To combat this, focus on only setting meetings for important matters that require people to be present. Important announcements, discussing strategy plays and weekly roundups are all necessary. It’ll save you the time you need to focus on the execution of tasks.  


MIT Professor, and co-author of Remote, Inc., Bob Pozen, gives some solid advice on how to optimise meetings, particularly when it comes to a hybrid working model:  


  • Only invite those who absolutely need to be there 
  • Meetings should be no longer than one hour 
  • Always send out an agenda to make sure everyone is on the same page  


Meetings still have their perks, they can strengthen bonds, create opportunities for coaching and training and improve communication between other team members. You don’t need to remove meetings altogether, just ensure they have a purpose and can strengthen morale.  


Encourage Time Away From the Desk  


 41% of employees say that stress negatively affects productivity, which can lose up to 5 hours of work because of this stress.  


The more time you spend at your desk the more likely it will cause burnout and fatigue. No one likes feeling like they’re glued to the desk. It will make anyone feel miserable. 


Research published in Nature shows spending at least 120 minutes a week in nature is associated with good health and wellbeing. Encourage employees to get up and go for a walk, get a coffee, go outside – even if it's 10 minutes away from the desk, it'll help clear your head and feel refreshed for the next task.  


Implement Time Tracking Software  


Time tracking software helps monitor productivity and helps team members plan their day and allocate time for each tasks. In fact, according to one study, 92% of employees say the use of technology helps them complete their job more efficiently.  


There’s more control over your daily schedule and it helps management reach an understanding of where resources are being spent.  
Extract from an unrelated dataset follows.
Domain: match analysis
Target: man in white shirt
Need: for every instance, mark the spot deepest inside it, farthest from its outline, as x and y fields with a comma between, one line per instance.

Avoid Setting Unrealistic Goals  


According to James Clear, author of Atomic Habits, the best productivity tool you can give yourself is to focus on short term goals. In fact, he says the "ultimate productivity hack is saying no".  


Don’t overload your work schedule. Make sure it’s obtainable. If it means reshuffling your priorities, or pushing back on certain tasks then do it. It’ll be easier to track your progress, you can achieve great time management and you’re not working yourself in ground.  


Lower Distractions  


We all tend to distract ourselves, especially when we feel stressed out. Sometimes we can’t help it - we get an important phone call we can’t ignore, we get pulled into a meeting, someone calls you over for advice - and before you know it, you sit back down and forget what we’re doing.  


In fact, the average employee is interrupted every 30 minutes. Between being drawn into an email replies or being called away, it can take more than 20 minutes to get back into the swing of things.  


We can overcome this by setting hard boundaries on email and phone checking. Set 15 minutes in the morning to check emails and 15 minutes in the afternoon. Only check your phone after you complete a task.  


This will help you stay focussed on the task at hand, one at a time.